Raveler
Wwise Raveler is a Wwise plugin that runs RAVE (Realtime Audio Variational autoEncoder) models for real-time timbre transfer via neural audio synthesis in game audio contexts. The plugin provides direct integration of trained RAVE models into Wwise effect chains, enabling neural processing of game audio with adjustable latent space manipulation.
The plugin exposes controls for model performance parameters including latent noise injection, prior sampling, and dry/wet mixing. It offers direct manipulation of up to 8 latent dimensions with bias and scaling controls, all of which can be bound to RTPCs for dynamic runtime control.

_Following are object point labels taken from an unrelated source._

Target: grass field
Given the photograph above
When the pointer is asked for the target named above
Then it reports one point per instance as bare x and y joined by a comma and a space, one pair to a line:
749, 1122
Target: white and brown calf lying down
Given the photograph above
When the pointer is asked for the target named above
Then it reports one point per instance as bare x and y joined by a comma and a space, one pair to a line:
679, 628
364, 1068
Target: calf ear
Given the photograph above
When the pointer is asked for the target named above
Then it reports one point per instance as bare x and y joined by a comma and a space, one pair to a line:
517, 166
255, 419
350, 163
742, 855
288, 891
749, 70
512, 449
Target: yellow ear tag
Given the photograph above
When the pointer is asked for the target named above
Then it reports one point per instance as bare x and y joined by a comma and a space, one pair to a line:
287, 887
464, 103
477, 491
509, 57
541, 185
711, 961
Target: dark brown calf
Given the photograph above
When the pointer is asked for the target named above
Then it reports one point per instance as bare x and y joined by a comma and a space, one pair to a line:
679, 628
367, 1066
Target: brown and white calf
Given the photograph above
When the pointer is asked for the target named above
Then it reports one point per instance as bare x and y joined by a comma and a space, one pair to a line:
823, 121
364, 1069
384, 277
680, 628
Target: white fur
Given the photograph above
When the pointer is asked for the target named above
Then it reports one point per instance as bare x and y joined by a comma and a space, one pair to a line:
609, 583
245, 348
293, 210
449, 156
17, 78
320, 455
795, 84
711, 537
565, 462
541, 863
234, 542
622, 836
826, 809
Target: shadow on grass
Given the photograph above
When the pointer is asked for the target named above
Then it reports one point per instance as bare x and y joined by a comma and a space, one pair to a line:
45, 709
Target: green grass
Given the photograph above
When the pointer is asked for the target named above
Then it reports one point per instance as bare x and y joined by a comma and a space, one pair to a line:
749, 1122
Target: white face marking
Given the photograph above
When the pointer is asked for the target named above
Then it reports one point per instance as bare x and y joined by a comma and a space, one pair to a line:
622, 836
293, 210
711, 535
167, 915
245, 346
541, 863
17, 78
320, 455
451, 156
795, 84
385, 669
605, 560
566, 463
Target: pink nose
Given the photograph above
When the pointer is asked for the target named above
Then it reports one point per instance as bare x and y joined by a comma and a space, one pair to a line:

Buffer settings allow balancing between audio quality and latency based on project requirements.
Based on the RAVE VST project, Raveler brings research-grade neural audio synthesis techniques into production game audio workflows through Wwise's standard plugin architecture. Note: the core is released under CC BY-NC 4.0 (non-commercial), which restricts use in commercial products.
Neural Acoustic Fields is a research implementation that models acoustic propagation in physical scenes as a continuous implicit function. By treating sound propagation as a linear time-invariant system, NAF learns to map any emitter-listener location pair to a neural impulse response that can be applied to arbitrary audio sources.
The system enables continuous spatial audio rendering for listeners at any position in a scene, including novel locations not seen during training. NAF learns magnitude-only representations (using random phase similar to Image2Reverb) and demonstrates how acoustic structure emerges as a byproduct of learning spatial sound propagation. The learned representations can also improve visual learning tasks with sparse views.
This is research code from a NeurIPS 2022 paper, providing training and evaluation pipelines for learning acoustic fields from 3D scene data. It includes baseline comparisons against codec-based interpolation methods (AAC-LC, Opus) and tools for analyzing spectral accuracy, T60 error, and learned feature representations.
Stable Audio 3 is a state-of-the-art generative audio platform built on diffusion transformers and the SAME (Semantic-Acoustic Music Encoder) autoencoder. It supports three core workflows: text-to-audio generation from natural language prompts, audio-to-audio editing with prompt-guided style transfer, and precise inpainting or continuation of specific regions within existing recordings.
The platform offers multiple model sizes: Small models (433M params) run on CPU with no GPU required for lightweight music and SFX generation up to 120 seconds, while the Medium model (1.4B params) delivers higher quality output up to 380 seconds on GPU. Generation speed is measured in milliseconds for multi-second outputs on modern hardware. The SAME autoencoder produces stereo 44.1kHz output at 256-dimensional latents, balancing reconstruction fidelity with generative tractability.
Stable Audio 3 includes LoRA fine-tuning support for personalization, variable-length generation to avoid wasting compute on unused latents, and broad hardware compatibility including CUDA, TensorRT, and Apple Silicon via CoreML. Note: the open-weight models are released under the Stability AI Community License (free for research and for commercial use below a revenue threshold), while the largest model is available via API only — it is open-weight, not OSI-approved open source.